Les professionnels du champagne ont résolument tourné le dos à la crise, en 2010, au point de redouter que ne soient atteintes rapidement les limites de production du vignoble, au vu des perspectives de croissance.
Avec quatorze mois de hausse consécutive des ventes, « 2010 aura été l'année des grandes maisons et des coopératives qui se sont refaites une santé à deux chiffres », se réjouit Daniel Lorson, porte-parole du Comité interprofessionnel des vins de champagne (CIVC).
De janvier à novembre 2010, les coopératives ont enregistré la plus forte progression avec des ventes en hausse de 18,2 % alors que les maisons s'apprécient de 16,1 %, par rapport à 2009.
Les exportations dans les pays tiers (hors UE) enregistrent les indices les plus remarquables avec une hausse totale de 31,1 %, répartie entre les maisons (+32,4 %), les coopératives (+19 %) et les vignerons (+23,3 %).
Pour le seul mois de novembre 2010 les ventes des coopératives ont progressé de 71,1 %, par rapport à novembre 2009.
« Nous devrions atteindre pour 2010 les 320 millions de bouteilles et renouer avec les scores des bonnes années d'avant la crise », estime Daniel Lorson. Il a en ligne de mire le record de 2007 et ses 338,7 millions de flacons vendus, à rapporter aux 293,3 millions de bouteilles de 2009, année de crise.
Seul bémol à ce crescendo, la situation des vignerons – plus ancrés sur le marché national –, dont les ventes ont chuté de 2,9 % pendant les onze premiers mois de 2010.
« Les vignerons subissent quelques remous de la crise avec un effet de retard d'autant qu'ils étaient l'année dernière en concurrence directe avec des champagnes bradés par la grande distribution », constate Pascal Férat, le président du Syndicat des vignerons (SGV). Selon lui, le phénomène des champagnes à 10 euros « ne devrait pas réapparaître de sitôt ».
Sauf nouvelle crise, les professionnels du champagne tablent désormais sur une croissance annuelle de 2 % au minimum.
« A ce rythme, qui reste raisonnable, nous atteindrons dans moins de dix ans les limites supérieures de la production du vignoble », redoute Jean-Marie Barillère, vice-président de l'Union des maisons de champagne (UMC).
Les 33.300 hectares actuels de l'appellation ne peuvent produire dans le meilleur des cas qu'environ 400 millions de bouteilles. Or, selon le CIVC, les demandes pourraient facilement dépasser les 500 millions d'unités.

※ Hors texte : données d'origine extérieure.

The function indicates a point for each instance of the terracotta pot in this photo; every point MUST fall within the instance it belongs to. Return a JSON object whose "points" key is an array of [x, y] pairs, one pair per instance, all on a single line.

« Ne serait-ce qu'aux Etats-Unis, le marché est sous-développé avec 15 millions de bouteilles, au regard de l'Angleterre qui en consomme 39 millions », estime-t-on au CIVC. « Et dans les pays émergents en Asie comme en Europe de l'Est, tout reste encore à faire », poursuit M. Lorson.
« On se prépare, jusqu'à la révision de la zone d'appellation à l'horizon de 2015, non pas au fragile équilibre entre l'offre et la demande mais à une pénurie structurelle qui durera au moins jusqu'en 2022 », estime-t-il.
« Le champagne n'a pas pour vocation à alimenter tous les marchés des vins effervescents, mais doit rester un produit de haut de gamme », tempère toutefois Pascal Férat au SGV.
Selon le CIVC, l'évolution des prix du roi des vins devrait se maintenir autour de 3 % pour les mois à venir. Seule flambée notoire, le coût de l'hectare de vigne qui se négociait au début de l'année à plus d'un million d'euros.